AniView Supports Glioblastoma Theranostics Research: NIR-II Photoacoustic Dual-Responsive Hyaluronic Acid–Coated Nanozyme for Targeted Theranostics of Glioblastoma

New progress has been made in near-infrared II (NIR-II) photoacoustic dual-responsive hyaluronic acid–coated nanozyme–based targeted theranostics for glioblastoma.

Researchers Wu Xilong and Wu Yundi from Hainan University have made progress in the field of glioblastoma-targeted therapy. Their findings were published in the internationally recognized journal “International Journal of Biological Macromolecules” (IF = 8.5, Q1 top journal).

This study provides a multifunctional nanoplatform integrating NIR-II imaging, photothermal therapy, sonodynamic therapy, and catalytic therapy for precise diagnosis and treatment of glioblastoma.

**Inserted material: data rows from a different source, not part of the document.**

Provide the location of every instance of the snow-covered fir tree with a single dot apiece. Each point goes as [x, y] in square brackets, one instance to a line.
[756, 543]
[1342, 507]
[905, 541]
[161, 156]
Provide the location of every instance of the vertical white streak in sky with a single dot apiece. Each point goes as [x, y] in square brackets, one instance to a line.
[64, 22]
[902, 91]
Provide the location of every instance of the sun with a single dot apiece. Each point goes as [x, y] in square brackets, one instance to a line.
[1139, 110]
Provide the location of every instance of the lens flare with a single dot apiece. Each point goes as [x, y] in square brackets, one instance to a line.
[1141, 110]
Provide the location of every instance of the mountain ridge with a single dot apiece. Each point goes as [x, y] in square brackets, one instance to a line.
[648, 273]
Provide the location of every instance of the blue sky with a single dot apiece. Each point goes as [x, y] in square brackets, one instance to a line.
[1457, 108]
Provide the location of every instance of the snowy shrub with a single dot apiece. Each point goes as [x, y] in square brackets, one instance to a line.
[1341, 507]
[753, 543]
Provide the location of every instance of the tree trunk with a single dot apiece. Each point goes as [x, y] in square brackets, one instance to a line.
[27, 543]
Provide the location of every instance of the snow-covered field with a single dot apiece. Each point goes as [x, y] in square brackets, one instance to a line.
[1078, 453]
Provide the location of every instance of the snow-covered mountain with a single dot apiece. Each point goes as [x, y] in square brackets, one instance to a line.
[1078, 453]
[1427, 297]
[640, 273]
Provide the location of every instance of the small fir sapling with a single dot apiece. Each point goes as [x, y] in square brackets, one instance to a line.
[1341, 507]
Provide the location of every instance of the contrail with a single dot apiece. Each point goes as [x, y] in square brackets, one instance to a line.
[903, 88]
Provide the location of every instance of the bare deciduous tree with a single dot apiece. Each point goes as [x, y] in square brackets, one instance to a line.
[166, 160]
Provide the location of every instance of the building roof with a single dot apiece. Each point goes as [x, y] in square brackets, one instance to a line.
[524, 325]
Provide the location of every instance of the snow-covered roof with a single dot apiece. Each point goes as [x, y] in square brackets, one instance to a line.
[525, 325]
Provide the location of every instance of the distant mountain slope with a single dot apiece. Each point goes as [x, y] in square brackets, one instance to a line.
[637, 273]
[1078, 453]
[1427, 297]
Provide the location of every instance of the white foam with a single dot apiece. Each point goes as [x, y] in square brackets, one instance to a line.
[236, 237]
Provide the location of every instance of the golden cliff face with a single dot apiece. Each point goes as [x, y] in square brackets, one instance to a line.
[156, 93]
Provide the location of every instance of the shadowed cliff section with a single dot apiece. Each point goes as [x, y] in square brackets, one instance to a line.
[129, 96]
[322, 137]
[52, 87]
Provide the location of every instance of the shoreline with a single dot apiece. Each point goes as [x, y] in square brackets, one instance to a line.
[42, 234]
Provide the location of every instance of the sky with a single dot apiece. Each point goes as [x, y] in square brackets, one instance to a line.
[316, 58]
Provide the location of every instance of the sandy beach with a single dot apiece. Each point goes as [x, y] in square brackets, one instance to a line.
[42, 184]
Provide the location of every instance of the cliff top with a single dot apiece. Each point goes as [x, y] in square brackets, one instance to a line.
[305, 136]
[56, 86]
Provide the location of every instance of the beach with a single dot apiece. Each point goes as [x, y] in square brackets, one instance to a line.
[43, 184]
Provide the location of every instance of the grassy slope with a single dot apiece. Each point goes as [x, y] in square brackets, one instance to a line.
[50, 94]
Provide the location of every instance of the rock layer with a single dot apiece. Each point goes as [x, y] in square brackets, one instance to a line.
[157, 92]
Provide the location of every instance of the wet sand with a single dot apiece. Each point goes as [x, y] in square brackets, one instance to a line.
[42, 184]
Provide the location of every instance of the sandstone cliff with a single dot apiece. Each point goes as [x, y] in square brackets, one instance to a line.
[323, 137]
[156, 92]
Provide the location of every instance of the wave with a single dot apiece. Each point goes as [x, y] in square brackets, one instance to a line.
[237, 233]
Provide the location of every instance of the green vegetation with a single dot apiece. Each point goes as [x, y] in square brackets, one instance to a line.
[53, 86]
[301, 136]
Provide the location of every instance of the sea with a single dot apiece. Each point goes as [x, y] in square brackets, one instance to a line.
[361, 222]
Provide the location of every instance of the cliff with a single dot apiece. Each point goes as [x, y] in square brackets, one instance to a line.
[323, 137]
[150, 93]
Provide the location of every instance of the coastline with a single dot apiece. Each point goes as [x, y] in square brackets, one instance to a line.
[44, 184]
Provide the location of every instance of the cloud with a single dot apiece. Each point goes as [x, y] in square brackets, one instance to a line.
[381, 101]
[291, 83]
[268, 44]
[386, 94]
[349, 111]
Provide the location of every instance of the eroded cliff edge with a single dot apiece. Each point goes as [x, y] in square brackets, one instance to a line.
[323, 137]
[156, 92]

Glioblastoma (GBM) is the most aggressive and heterogeneous astrocytoma. Its intracranial location, highly invasive growth pattern, and resistance to conventional therapies make it a major challenge in neuro-oncology. The presence of the blood–brain barrier (BBB) severely hinders the efficient delivery of therapeutic drugs such as temozolomide to tumor sites. In addition, the lack of precise control over drug localization easily leads to significant off-target toxicity, collectively resulting in extremely poor prognosis for GBM patients.

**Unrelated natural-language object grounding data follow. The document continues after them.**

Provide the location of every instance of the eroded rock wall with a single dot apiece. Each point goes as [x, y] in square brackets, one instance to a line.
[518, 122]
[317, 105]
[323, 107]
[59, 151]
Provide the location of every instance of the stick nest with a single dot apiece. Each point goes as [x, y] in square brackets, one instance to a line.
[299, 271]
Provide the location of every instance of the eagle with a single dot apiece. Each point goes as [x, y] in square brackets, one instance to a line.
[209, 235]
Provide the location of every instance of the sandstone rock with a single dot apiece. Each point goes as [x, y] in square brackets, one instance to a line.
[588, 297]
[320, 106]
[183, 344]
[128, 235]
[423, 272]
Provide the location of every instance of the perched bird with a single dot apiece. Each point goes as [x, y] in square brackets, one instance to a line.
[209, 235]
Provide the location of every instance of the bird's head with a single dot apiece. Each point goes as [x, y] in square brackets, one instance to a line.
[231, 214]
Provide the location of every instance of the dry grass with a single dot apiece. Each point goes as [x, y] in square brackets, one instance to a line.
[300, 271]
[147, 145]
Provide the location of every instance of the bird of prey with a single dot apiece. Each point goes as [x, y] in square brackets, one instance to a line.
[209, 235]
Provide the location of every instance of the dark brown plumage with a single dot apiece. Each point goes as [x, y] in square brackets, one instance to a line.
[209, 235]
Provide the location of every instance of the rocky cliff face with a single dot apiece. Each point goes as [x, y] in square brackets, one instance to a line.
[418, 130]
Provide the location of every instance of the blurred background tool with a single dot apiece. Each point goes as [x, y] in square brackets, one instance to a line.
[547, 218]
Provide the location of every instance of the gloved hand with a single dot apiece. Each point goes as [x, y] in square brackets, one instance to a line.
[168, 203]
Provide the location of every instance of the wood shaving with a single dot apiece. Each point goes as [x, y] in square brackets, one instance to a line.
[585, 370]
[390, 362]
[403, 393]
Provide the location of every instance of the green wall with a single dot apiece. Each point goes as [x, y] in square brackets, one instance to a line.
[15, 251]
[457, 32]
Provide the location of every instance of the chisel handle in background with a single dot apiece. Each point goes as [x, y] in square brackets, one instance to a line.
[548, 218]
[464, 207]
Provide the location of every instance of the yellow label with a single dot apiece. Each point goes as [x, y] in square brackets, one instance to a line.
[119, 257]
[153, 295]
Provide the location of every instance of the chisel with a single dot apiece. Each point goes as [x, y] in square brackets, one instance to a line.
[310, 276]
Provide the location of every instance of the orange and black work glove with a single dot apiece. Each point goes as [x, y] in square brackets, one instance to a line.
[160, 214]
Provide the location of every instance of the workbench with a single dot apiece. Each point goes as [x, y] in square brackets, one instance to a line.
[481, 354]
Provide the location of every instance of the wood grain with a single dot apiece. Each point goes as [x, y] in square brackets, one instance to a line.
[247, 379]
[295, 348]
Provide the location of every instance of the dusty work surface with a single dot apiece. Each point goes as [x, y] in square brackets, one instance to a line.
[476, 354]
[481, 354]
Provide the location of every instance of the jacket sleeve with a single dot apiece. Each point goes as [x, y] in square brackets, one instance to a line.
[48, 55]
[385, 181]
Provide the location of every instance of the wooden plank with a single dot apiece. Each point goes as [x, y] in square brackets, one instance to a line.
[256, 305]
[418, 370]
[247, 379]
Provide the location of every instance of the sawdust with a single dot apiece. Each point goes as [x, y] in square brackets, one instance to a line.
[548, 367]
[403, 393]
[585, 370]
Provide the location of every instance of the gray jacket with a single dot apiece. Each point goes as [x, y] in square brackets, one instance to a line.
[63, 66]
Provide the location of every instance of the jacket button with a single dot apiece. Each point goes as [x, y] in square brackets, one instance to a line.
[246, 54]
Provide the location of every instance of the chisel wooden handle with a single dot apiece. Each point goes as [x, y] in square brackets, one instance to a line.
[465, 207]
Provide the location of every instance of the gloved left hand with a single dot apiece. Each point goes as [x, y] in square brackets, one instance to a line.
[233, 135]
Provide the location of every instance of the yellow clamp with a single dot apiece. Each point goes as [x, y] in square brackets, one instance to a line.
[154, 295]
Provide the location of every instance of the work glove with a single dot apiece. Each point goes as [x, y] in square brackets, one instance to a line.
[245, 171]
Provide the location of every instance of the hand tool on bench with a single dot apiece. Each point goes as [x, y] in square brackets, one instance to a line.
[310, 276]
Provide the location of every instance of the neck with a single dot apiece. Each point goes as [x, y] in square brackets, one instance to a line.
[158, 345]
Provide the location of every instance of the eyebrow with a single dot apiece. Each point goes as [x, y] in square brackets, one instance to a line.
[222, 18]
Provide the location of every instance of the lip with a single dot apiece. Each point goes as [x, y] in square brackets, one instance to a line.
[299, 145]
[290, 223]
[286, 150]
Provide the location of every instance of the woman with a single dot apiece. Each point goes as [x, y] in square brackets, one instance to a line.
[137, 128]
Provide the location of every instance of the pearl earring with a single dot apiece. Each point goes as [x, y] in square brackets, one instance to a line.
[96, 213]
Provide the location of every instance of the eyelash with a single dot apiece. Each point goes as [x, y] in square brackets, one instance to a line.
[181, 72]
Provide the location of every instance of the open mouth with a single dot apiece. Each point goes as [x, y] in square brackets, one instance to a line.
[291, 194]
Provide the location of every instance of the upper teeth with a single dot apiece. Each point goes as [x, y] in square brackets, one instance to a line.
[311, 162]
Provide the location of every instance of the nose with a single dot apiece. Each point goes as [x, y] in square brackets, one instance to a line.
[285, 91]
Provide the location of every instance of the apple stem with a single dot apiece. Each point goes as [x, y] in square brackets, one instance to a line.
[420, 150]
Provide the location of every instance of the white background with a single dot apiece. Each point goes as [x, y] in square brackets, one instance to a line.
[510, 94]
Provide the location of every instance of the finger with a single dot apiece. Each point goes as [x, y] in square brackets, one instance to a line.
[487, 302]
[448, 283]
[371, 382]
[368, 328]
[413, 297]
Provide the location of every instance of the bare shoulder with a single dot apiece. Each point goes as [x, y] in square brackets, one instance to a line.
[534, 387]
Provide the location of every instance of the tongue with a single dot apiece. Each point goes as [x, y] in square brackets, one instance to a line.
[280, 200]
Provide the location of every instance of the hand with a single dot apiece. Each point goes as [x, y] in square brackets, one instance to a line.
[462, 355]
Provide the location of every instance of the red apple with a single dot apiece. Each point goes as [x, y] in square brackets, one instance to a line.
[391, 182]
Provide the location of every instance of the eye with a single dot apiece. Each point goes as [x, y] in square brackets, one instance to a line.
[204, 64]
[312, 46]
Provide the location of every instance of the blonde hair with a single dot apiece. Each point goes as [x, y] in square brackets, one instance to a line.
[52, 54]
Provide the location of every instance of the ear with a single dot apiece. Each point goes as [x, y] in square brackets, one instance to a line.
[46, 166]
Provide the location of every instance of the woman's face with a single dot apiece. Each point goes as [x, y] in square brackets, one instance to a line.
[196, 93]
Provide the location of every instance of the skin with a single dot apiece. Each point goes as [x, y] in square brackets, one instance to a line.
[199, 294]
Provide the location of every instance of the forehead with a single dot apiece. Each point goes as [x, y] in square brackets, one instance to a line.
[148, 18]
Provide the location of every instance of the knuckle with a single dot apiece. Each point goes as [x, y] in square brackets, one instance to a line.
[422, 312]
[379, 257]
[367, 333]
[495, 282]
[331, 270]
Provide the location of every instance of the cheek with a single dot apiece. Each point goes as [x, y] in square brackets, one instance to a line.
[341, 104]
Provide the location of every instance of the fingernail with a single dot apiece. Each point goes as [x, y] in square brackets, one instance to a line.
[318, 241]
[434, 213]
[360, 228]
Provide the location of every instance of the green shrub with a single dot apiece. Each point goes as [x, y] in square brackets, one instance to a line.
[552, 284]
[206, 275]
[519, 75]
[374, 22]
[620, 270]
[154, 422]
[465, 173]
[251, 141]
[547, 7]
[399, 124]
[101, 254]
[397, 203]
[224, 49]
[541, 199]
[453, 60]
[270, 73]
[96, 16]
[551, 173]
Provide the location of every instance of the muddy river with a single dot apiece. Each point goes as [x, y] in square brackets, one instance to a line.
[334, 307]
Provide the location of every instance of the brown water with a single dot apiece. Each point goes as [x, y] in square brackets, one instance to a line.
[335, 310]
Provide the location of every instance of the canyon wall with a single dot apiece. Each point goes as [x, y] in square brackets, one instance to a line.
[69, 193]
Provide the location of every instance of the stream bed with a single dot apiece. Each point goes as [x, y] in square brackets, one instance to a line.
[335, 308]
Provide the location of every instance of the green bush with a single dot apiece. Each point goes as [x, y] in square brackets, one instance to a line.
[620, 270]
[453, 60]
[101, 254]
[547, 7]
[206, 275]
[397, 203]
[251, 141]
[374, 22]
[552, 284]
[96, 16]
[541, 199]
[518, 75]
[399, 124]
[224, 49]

Sonodynamic therapy (SDT), due to its unique advantages of deep tissue penetration of ultrasound without depth limitation, has emerged as a promising strategy for intracranial tumor treatment. Combined with microbubbles (MBs), it can transiently open the BBB and improve drug delivery efficiency. However, the hypoxic nature of the tumor microenvironment (TME) limits the generation of oxygen-dependent reactive oxygen species (ROS), and the rapid recombination of electron–hole pairs during ultrasound activation further reduces SDT efficacy. Nanozymes, as artificial materials with intrinsic enzyme-mimicking catalytic activity, can decompose overexpressed hydrogen peroxide (H₂O₂) and glucose to alleviate tumor hypoxia and increase oxygen availability, providing a strategy to enhance SDT efficacy. In addition, second near-infrared (NIR-II) light offers strong tissue penetration capability and significant potential for deep-tissue precision theranostics. However, in glioblastoma treatment, gaps still exist, particularly in BBB penetration and combined therapeutic strategies, highlighting the urgent need to develop integrated platforms with targeted delivery, multimodal therapy, and real-time monitoring functions.

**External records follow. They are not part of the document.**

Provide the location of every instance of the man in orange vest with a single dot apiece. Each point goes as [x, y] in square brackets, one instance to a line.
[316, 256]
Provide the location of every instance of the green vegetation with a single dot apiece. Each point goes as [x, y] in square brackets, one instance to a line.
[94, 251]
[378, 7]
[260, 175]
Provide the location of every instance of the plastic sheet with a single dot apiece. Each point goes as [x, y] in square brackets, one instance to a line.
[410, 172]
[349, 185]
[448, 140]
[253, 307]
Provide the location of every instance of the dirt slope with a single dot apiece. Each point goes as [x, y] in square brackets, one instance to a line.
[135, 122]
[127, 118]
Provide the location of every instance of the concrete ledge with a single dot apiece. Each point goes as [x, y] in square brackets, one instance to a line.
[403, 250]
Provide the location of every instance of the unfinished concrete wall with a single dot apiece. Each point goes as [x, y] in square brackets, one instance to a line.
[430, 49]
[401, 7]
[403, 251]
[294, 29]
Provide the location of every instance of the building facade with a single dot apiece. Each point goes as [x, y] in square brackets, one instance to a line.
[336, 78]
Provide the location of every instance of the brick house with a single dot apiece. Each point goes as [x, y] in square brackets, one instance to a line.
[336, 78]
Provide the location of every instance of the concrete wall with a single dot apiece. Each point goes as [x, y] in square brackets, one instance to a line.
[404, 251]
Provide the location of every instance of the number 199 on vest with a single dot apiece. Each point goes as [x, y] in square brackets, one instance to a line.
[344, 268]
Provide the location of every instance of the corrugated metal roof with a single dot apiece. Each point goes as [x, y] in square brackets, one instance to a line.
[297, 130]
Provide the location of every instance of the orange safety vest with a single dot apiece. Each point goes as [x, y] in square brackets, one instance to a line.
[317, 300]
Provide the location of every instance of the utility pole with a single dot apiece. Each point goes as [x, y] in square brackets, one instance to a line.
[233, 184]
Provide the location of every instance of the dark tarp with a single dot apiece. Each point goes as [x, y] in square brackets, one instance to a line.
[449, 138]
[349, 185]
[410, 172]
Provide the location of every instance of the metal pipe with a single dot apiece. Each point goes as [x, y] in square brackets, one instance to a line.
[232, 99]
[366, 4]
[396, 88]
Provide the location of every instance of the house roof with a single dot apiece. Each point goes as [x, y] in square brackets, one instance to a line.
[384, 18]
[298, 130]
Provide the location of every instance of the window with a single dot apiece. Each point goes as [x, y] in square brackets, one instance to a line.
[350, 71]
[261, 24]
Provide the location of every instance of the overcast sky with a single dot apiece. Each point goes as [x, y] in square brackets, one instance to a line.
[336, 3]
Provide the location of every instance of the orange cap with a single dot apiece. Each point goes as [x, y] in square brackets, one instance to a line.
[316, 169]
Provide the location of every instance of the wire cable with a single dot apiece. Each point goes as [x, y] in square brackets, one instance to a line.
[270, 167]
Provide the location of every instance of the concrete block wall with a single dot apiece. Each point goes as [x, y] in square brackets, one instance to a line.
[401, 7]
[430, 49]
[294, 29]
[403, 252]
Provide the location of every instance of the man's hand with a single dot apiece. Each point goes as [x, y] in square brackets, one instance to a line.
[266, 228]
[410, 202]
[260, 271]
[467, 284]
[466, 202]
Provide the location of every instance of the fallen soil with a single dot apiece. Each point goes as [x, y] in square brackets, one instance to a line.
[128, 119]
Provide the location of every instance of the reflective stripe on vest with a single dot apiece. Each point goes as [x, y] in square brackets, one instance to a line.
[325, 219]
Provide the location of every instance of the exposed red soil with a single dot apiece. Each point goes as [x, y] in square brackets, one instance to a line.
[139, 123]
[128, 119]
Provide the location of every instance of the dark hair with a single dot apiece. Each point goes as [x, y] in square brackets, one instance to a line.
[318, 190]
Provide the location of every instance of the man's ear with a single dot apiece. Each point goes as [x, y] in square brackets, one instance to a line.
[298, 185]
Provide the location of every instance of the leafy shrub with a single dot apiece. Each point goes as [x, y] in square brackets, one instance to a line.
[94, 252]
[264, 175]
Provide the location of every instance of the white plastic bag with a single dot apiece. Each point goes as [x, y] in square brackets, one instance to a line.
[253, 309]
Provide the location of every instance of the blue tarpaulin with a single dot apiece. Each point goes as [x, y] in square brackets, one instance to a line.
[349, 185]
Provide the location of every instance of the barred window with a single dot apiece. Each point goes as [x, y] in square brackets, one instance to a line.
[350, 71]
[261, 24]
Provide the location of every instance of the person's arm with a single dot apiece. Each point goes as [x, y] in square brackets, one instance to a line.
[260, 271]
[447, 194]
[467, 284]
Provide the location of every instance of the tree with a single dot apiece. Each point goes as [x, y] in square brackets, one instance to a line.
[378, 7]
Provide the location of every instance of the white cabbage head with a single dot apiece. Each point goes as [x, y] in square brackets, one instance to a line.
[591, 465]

Based on this, the study successfully designed and constructed a multifunctional BAA-HA nanoplatform that integrates SDT, photothermal therapy (PTT), catalytic therapy, and NIR-II fluorescence imaging for precise glioblastoma theranostics. The Schottky heterojunction formed between borophene nanosheets and gold nanoparticles enhances charge carrier separation efficiency, thereby increasing ROS generation under ultrasound stimulation. The platform’s glucose oxidase-like and catalase-like cascade catalytic activities alleviate tumor hypoxia and induce immunogenic cell death (ICD). Meanwhile, ultrasound-assisted microbubble technology enables transient opening of the BBB, and hyaluronic acid (HA) enables precise targeting delivery through specific recognition of CD44 receptors. In addition, the NIR-II fluorescence properties of Ag₂S allow real-time monitoring of the therapeutic process. In vivo and in vitro experiments confirmed that BAA-HA exhibited good biosafety with no obvious systemic toxicity. The combination treatment group (BAA-HA + ultrasound + laser) showed the most significant tumor inhibition effect, markedly reducing tumor volume and extending the survival time of tumor-bearing mice, providing a new strategy with both precision and efficacy for deep tumor therapy. Future work will focus on clinical translation optimization of this platform, exploration of its potential in other deep-seated malignant tumors, and further improvement of diagnostic and therapeutic functions to enhance patient prognosis.

Experiments using Gelview

In this study, the AniView in vivo imaging system developed by Guangzhou Biolight Co., Ltd. was used for evaluating the antitumor efficacy of BAA-HA against orthotopic glioblastoma in mouse models. The entire treatment period lasted 14 days, and five experimental groups were established: (I) PBS + ultrasound + laser, (II) BAA-HA, (III) BAA-HA + laser, (IV) BAA-HA + ultrasound, and (V) BAA-HA + ultrasound + laser. Tumor progression was monitored on 0, 3, 5, 10, and 14 days using bioluminescence imaging. The results showed that, compared with other groups, group V exhibited a significant reduction in tumor bioluminescence intensity. The tumor inhibition effects in groups I and II were almost negligible, while groups III and IV showed moderate therapeutic efficacy.